Identification of N-Hydroxycinnamamide analogues and their bio-evaluation against breast cancer cell lines.

机构信息

Department of Chemistry, Babasaheb Bhimrao Ambedkar University (A Central University), Lucknow 226025, UP, India.
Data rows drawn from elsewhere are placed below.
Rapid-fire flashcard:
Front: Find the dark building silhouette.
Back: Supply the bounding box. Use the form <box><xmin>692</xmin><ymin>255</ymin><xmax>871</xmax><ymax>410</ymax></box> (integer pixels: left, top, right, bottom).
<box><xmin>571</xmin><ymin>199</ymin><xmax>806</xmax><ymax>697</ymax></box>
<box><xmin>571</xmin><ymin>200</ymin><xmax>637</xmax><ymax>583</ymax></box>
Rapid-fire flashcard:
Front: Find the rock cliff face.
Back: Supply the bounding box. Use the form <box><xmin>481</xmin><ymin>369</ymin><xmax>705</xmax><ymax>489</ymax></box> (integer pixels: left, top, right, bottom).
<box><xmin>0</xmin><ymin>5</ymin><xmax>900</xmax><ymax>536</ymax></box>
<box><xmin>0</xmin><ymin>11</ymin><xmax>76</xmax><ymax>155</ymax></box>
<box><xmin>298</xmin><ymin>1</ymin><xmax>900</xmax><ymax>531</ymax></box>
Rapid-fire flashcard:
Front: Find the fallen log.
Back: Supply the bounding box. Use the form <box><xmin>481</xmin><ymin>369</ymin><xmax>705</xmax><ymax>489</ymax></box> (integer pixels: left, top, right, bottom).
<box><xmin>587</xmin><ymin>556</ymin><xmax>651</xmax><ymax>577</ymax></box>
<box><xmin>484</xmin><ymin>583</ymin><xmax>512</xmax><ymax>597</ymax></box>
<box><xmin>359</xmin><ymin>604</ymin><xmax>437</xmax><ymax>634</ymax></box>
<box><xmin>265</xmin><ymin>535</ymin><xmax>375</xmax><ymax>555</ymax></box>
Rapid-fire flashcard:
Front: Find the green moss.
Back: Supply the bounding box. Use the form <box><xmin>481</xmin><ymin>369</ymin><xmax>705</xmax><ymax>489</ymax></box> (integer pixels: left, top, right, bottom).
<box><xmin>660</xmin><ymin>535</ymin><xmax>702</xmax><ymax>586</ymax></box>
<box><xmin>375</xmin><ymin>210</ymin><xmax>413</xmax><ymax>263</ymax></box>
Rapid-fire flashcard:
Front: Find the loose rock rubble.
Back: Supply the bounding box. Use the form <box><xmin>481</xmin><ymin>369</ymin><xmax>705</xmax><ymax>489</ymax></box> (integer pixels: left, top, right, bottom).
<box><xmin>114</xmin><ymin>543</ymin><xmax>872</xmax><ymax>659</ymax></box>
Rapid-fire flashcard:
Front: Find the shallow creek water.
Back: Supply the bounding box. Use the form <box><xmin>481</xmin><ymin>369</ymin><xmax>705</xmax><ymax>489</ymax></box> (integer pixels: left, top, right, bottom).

Department of Dermatology, University of Wisconsin Madison, WI 53706, USA; Endocrinology Division, CSIR-Central Drug Research Institute (CDRI), Sector 10, Jankipuram Extension, Sitapur Road, Lucknow 226031, India; Academy of Scientific and Innovative Research (AcSIR), CSIR-Central Drug Research Institute Campus, Lucknow 226031, India.

出版信息

Biomed Pharmacother. 2018 Nov;107:475-483. doi: 10.1016/j.biopha.2018.08.015. Epub 2018 Aug 11.

Abstract

The present study demonstrates the identification of N-hydroxycinnamamide derivatives and their anticancer potential against human triple-negative breast cancer cell line MDA-MB‑231, MCF-7 and non-malignant origin cell line, HEK-293 (human embryonic kidney). MTT assay was studied with HEK-293 cell line. Anticancer potential of the N-hydroxycinnamamide derivatives were compared with marked drug Tamoxifen through in vitro study. The compound numbers 3b and 3h exhibit most potent activity against antagonistic breast cancer cells (MDA-MB-231) with IC13μM and 5μM respectively. Compound 3h promotes DNA fragmentation and induction of apoptosis. Furthermore, loss of mitochondrial membrane potential induced by compound 3h. The major mechanism of compound 3h for anti-breast cancer activity was probably initiation of reactive oxygen species (ROS) in cancer cells thereby persuading apoptotic cell deaths in cancer cells.

摘要

本研究鉴定了 N-羟基肉桂酰胺衍生物,并研究了它们对人三阴性乳腺癌细胞系 MDA-MB-231、MCF-7 和非恶性起源细胞系 HEK-293(人胚肾)的抗癌潜力。用 HEK-293 细胞系进行了 MTT 测定。通过体外研究,将 N-羟基肉桂酰胺衍生物的抗癌潜力与标记药物他莫昔芬进行了比较。化合物 3b 和 3h 对拮抗乳腺癌细胞(MDA-MB-231)表现出最强的活性,IC13μM 和 5μM 分别。化合物 3h 促进 DNA 片段化和诱导细胞凋亡。此外,化合物 3h 诱导线粒体膜电位丧失。化合物 3h 抗乳腺癌活性的主要机制可能是在癌细胞中引发活性氧(ROS),从而促使癌细胞发生凋亡性细胞死亡。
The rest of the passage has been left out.